Pianiste infatigable, icone anti-apartheid, le légendaire jazzman du Cap repart en tournée mondiale l’année de son 90e anniversaire. Retour sur son profil atypique et sa longue et fructueuse carrière.
Mateo Gomez.
Pas encore l’heure de la retraite pour Abdullah Ibrahim, alias Dollar Brand. Après 59 albums studio, 21 albums en live, des décennies de tournées et des millions de fans, il n’est que l’heure de poursuivre. Afrique du Sud, Italie, Allemagne, États-Unis, le pianiste n’est pas encore trop vieux pour l’exercice, malgré sa prochaine entrée dans sa neuvième décade.
Né le 9 octobre 1934 au Cap, en Afrique du Sud, dans le célèbre District 6, qui serait par la suite entièrement rasé dans les années 70 par le gouvernement d’Apartheid, il est initiallement inspiré par sa mère, qui jouait du piano dans une église. Il apprend lors dès son adolescence à manier les 88 touches, et développe un style influencé d’un côté des divers types de musique qui se trouvaient au Cap à l’époque, et du jazz états-unien de l’autre.
Façonné par le son expérience de l’Apartheid, il trouve refuge dans le jazz, mais aussi dans l’islam, auquel il se convertit en 1968, et duquel il adopte son nom arabe par lequel on le connait aujourd’hui. Traumatisé par le rasage du District 6 et intimidé plusieurs fois par la police blanche, il finit par s’exiler en Suisse, où la légende du jazz états-unien Duke Ellington le patronne, et lui permet, grâce à son aide, de publier le tout premier album de Dollar Brand, Duke Ellington presents the Dollar Brand Trio. Le premier d’une longue série.

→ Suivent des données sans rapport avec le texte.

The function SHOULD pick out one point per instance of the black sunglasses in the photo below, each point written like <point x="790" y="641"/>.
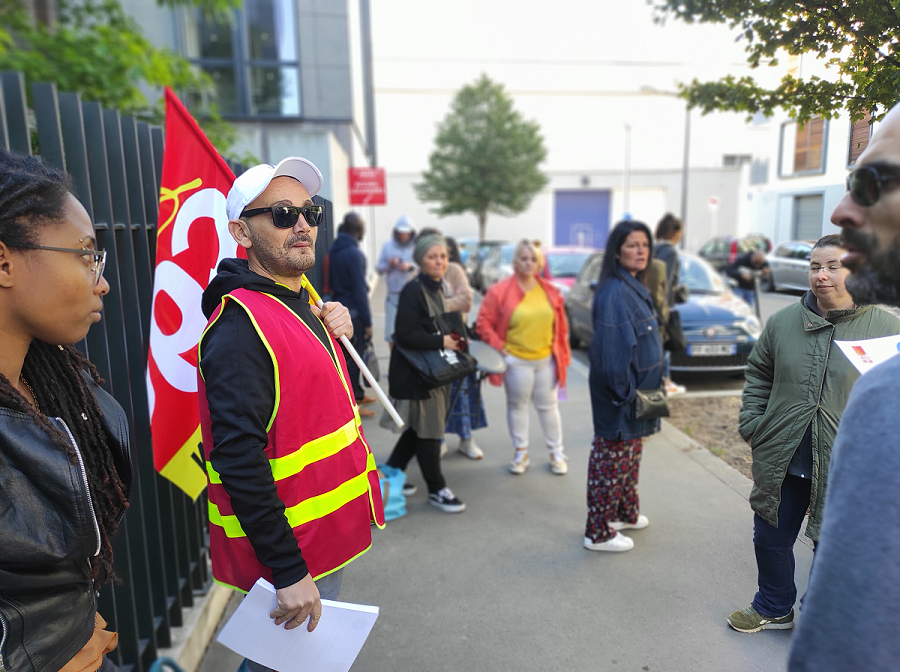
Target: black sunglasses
<point x="864" y="185"/>
<point x="286" y="216"/>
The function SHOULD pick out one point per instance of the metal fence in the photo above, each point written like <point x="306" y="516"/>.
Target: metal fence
<point x="116" y="164"/>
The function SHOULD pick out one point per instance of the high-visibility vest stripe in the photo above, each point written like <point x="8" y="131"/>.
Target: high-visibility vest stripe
<point x="262" y="337"/>
<point x="313" y="451"/>
<point x="307" y="510"/>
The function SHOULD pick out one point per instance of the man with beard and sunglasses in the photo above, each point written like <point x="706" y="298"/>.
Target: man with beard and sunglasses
<point x="292" y="483"/>
<point x="850" y="618"/>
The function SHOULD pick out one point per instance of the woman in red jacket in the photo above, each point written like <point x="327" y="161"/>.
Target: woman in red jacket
<point x="523" y="317"/>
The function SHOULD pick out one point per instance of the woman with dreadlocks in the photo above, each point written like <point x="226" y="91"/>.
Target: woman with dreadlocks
<point x="65" y="471"/>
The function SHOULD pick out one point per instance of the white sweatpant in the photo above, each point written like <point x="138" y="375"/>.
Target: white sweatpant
<point x="526" y="380"/>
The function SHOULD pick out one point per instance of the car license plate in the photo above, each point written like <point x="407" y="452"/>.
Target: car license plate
<point x="701" y="350"/>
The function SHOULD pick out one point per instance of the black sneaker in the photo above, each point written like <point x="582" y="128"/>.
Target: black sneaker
<point x="446" y="501"/>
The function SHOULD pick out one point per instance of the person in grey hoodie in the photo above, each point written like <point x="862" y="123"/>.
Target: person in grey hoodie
<point x="850" y="619"/>
<point x="396" y="262"/>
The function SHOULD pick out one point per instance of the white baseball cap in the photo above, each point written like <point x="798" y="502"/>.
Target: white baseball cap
<point x="255" y="180"/>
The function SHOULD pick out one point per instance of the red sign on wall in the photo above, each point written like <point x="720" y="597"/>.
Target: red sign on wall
<point x="367" y="186"/>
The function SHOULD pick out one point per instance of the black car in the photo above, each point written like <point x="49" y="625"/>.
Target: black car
<point x="720" y="328"/>
<point x="723" y="250"/>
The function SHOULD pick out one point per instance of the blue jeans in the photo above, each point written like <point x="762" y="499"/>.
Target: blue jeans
<point x="775" y="549"/>
<point x="329" y="588"/>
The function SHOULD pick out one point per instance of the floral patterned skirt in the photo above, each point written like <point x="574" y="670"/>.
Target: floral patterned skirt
<point x="612" y="486"/>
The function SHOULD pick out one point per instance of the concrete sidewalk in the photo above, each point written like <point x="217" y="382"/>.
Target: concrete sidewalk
<point x="506" y="585"/>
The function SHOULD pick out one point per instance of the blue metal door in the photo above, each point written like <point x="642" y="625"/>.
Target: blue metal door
<point x="581" y="217"/>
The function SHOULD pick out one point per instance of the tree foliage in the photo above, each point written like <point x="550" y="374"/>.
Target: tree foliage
<point x="485" y="158"/>
<point x="99" y="52"/>
<point x="859" y="40"/>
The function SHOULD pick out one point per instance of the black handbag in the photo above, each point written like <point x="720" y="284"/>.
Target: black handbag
<point x="649" y="405"/>
<point x="677" y="342"/>
<point x="441" y="367"/>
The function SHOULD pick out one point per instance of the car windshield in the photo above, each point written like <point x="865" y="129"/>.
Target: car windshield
<point x="566" y="264"/>
<point x="700" y="278"/>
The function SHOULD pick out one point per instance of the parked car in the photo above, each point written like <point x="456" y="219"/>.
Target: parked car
<point x="723" y="250"/>
<point x="497" y="265"/>
<point x="789" y="266"/>
<point x="561" y="265"/>
<point x="720" y="328"/>
<point x="476" y="258"/>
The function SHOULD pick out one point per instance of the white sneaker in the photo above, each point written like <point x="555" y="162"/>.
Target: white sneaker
<point x="468" y="448"/>
<point x="520" y="464"/>
<point x="558" y="464"/>
<point x="640" y="525"/>
<point x="617" y="544"/>
<point x="446" y="501"/>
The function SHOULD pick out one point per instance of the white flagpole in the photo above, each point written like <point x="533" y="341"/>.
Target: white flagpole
<point x="382" y="397"/>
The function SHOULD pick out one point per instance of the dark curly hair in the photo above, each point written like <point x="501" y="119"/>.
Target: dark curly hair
<point x="33" y="195"/>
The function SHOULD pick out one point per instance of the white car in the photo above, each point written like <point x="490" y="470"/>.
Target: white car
<point x="789" y="266"/>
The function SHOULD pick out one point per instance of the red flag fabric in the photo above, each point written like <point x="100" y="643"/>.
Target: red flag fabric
<point x="192" y="238"/>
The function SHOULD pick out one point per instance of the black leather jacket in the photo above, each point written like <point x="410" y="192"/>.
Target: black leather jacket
<point x="48" y="533"/>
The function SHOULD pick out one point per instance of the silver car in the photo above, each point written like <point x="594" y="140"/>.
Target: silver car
<point x="789" y="266"/>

Pianiste, mais aussi flûtiste, saxophoniste et violoncelliste
Ses harmonies, textures, couleurs, rythmes, phrasés et fluidité pianistique rendent ses compositions exceptionnelles et le propulsent à la célébrité mondiale, aidé par un savant mélange de jazz à l’américaine et de sonorités sud-africaines si propices au Cape Jazz, genre qu’il a aidé à développer. Le clou de sa carrière est peut-être la fin de l’apartheid, lorsqu’il fait un retour triomphal dans son pays, et joue en 1994 à l’inauguration de Nelson Mandela.
Un âge assumé
Une tournée à 89 ans n’est évidemment pas chose aussi aisée qu’à 30 ans. Abdullah Ibrahim adopte donc son style à l’âge pour éviter les erreurs et les dérapages qui viennent invariablement aux doigts octogénaires. Depuis le tournant du siècle, son style est plus doux, plus espacé, plus posé. Un ton plus minimaliste, qui lui permet, lui aussi, sur scène, de profiter, et de réadapter des anciens morceaux, explorant sa mémoire avec ses doigts. Et évidemment, qui lui permet de pas trop se fatiguer, pour pouvoir, par exemple, faire des tournées dans plusieurs pays.
De mars à Novembre, de l’Afrique à l’Europe, le maître repart démontrer ses talents.